With a very high input/output for our files I have decided that its more important with NVME SSD performance for input output file operations than 4Terrabyte of RAID and will likely switch over to full NVME hardware if we are successful in the Testnet period. It also has the side benefit of a 90% less watt usage per disk.
To improve system performance we have added several tweaks and also some software that will help us better handle large connection loads that is needed to keep having an “overview” of the network that will help our server not following forks. One such measure is the google BBR algorithm that has been tried and tested by a major corporation in high stress situations. https://cloud.google.com/blog/products/gcp/tcp-bbr-congestion-control-comes-to-gcp-your-internet-just-got-faster
Hopefully epoch 7 will be a good one! To be sure we are still following with dedication and keep improving the network performance looking under any stone we can find.
I had to pull an all nighter as even while the new cluster of nodes is helping out a lot in stability it did not help when there where suddenly a strong propagation in the network for several forks. To help with this issue we also increased the network capacity of the main server so now it sees most of the active nodes in the network. This allows the server to look at what is the longest chain and correctly identify what path to take regarding forks.
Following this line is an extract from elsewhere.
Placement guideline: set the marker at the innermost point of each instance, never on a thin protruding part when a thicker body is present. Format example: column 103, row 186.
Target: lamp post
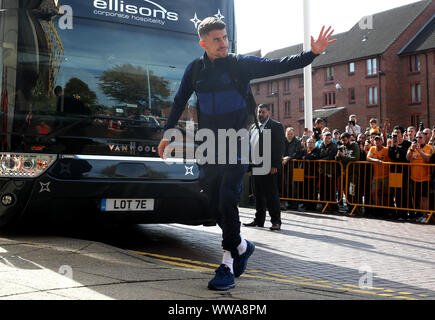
column 308, row 94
Also when you look at the numbers we had an amazing performance. We lost some blocks during the early time period of forks but around 4 AM (as I told I did an all nighter for this) after also bootrapping to the nearest IOHK servers (3 servers are located in EU) and implementing these changes the pool performed admirable. Lets look at the math:
We know that 4320 blocks are on offer each epoch (10% of the total 43200 slots) We also know that currently only around half of this is actually produced by pools (around 2600). In our case we have a stake of around 66 million delegated to us and 0.95% of the total stake. With 4320 blocks we should with 0.95% recieve 41 blocks. Guess how many blocks ADA North Pool produced during the epoch? 41! So overall given all that happened epoch 6 I am actually very pleased with the performance and keep in mind that performance matric is a short term performance metric, you should also ask yourself the question how many blocks is this pool producing compared with its stake?
Epoch 5 was rough on ADA North Pool who only managed to produce around 60% of blocks. Granted it was rough for many other pool operators but ANP prides itself in trying to the best of its ability to produce blocks. To that extent we have utilized our strong server hardware and added a cluster of nodes that will help keep the network stable and performing well. We have also done several more tweaks to the nginx html server to improve its performance so the site is available.
First of all I would like to apologize that the webserver has been down for 24 hours. The site was simply not ready for the kind of load that came with the Test Net 0.8.2 ITN when all users of the Deadelus wallet wanted to access it. I have done a lot of optimization these last hours and hope to come back much stronger because of this. Due to DNS propagation it will take 24-48 hours before users see these changes. As I said earlier I am learning this as we go.
In that regard we also had some trouble with bootstrapping simply getting stuck due to the massive amount of bootstrapping calls to IOHK servers. To make sure this is not a problem in the feature we have added both our own backup nodes, private nodes in a pool alliance and added more features to error script logging for automation of handling any incidents.
In short I am still learning but the pool and the website is getting stronger and stronger day by day.
As the 0.8.2 ITN had its first problem with block not moving up ADA North Pool has added a temporary fail safe in an automated script to make sure server resets if the block is not moving up again. More longer term we are working into more advance automation of logging tools (probably trough Greylog) but for the time being this is an easy workaround.
ADA North Pool had its first error that caused the service to have to reset. This took somewhat less than 1 second so did not in any way affect the pools ability to produce blocks but in line with transparency and since we are in TestNet phase this is reported here on server status updates.
Another historic moment ADA North Pool has now been lucky to be selected for a block to be produced in two epochs in a row. Also this epoch our block was produced successfully and took 0.0033 seconds from wake up time until finished time.